More than four years after Thailand’s military seized power in a coup—the 19th coup or coup attempt since the end of absolute monarchy there in 1932—the country still seems far from a return to civilian rule. Since his putsch, junta leader Prayuth Chan-ocha has repeatedly promised that elections will be held, only to put them off again and again. Most recently, the junta allowed political parties to register earlier this year and suggested that new elections would be held by February 2019 at the latest. However, in recent weeks the military has again waffled on that date, and is now saying that elections could be held next May, or possibly later.
Yet even as Thailand’s junta digs in, Prayuth, who was appointed prime minister by a hand-picked, military-backed legislature in 2014, has been welcomed in many leading Western democracies. From Europe to Australia to the United States, countries have largely dropped their efforts at pressuring the Thai government, even while Thailand’s political crisis stretches on indefinitely.
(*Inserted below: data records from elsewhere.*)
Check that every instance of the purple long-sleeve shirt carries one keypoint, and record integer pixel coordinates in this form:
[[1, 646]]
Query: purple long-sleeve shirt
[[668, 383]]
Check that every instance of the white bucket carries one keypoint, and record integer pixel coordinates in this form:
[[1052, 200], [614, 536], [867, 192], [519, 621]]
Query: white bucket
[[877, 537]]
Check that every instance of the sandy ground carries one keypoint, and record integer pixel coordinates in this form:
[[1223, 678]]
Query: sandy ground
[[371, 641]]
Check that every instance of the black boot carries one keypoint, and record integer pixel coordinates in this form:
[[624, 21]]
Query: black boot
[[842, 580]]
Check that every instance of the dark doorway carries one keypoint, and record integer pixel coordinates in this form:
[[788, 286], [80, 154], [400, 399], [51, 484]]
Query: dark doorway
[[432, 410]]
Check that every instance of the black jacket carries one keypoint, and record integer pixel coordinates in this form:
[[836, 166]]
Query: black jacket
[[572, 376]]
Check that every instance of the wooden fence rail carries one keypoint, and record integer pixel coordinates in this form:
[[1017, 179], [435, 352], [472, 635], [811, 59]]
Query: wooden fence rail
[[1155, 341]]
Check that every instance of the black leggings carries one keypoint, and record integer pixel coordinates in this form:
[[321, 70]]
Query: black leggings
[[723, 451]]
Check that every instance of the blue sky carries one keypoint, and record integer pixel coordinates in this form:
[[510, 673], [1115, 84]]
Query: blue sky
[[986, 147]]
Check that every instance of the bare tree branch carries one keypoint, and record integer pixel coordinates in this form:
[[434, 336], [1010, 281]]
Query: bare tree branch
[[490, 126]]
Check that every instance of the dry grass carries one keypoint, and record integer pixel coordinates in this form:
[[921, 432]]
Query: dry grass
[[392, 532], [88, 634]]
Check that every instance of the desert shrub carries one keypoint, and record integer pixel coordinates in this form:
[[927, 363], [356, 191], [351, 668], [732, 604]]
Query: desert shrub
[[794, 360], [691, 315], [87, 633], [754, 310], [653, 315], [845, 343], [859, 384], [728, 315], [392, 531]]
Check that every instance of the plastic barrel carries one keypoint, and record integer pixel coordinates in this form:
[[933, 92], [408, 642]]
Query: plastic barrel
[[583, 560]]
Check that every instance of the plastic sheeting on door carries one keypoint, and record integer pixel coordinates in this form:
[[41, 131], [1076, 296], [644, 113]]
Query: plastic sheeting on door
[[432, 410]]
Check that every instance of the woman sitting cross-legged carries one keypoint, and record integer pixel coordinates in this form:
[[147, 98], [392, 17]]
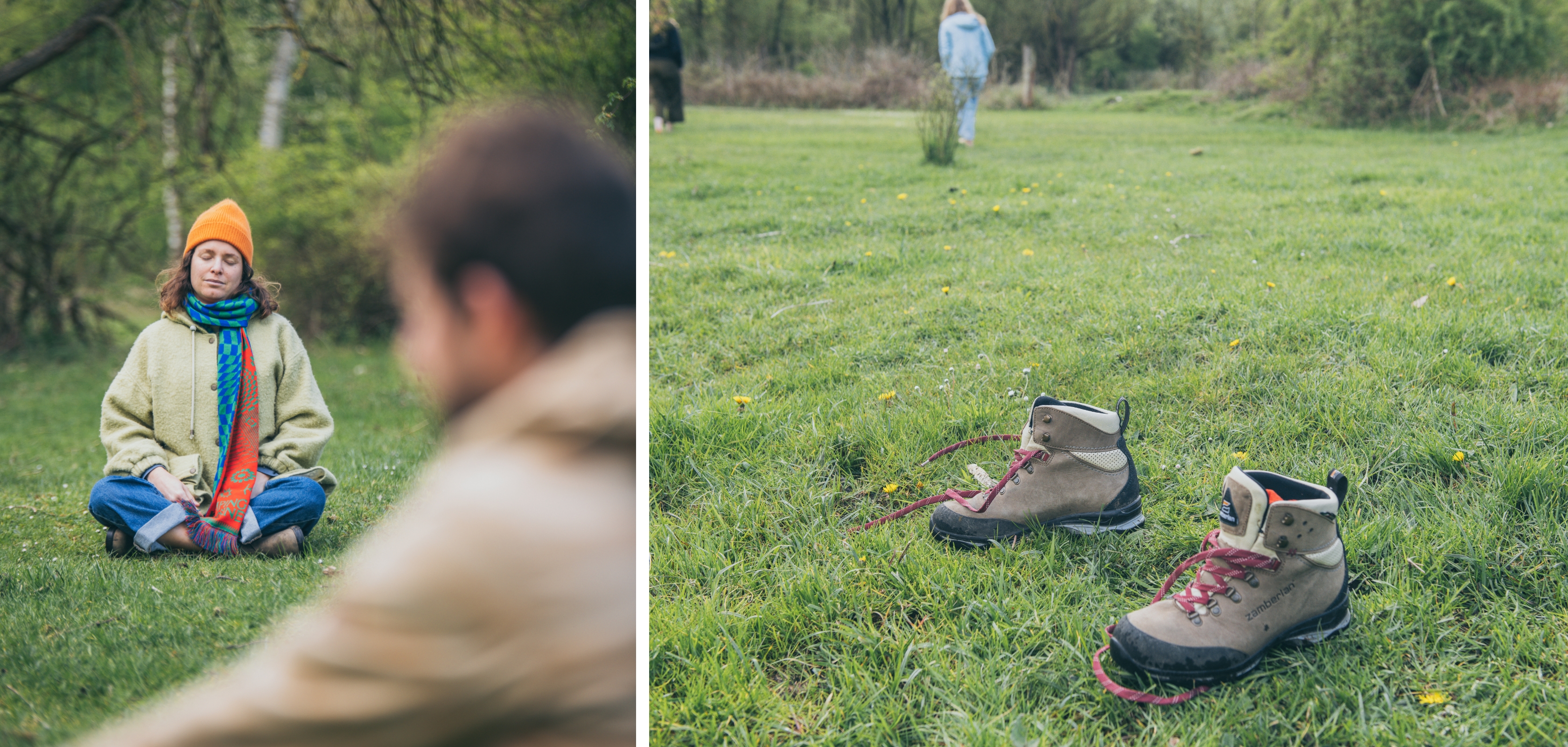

Many democratic states took a relatively harsh line toward Bangkok immediately after the coup, which, after all, overthrew an elected government. Despite its many flaws, that civilian administration, led by then-Prime Minister Yingluck Shinawatra, had tried to hold parliamentary elections in early 2014 to prove its legitimacy, but was essentially blocked by anti-government—and often pro-military—protesters. While the downturn in global support for democracy has certainly led people in some states to revisit the idea of military rule, Thailand is still the biggest economy in the world ruled by the armed forces—an outlier even in a world where democracy is faltering.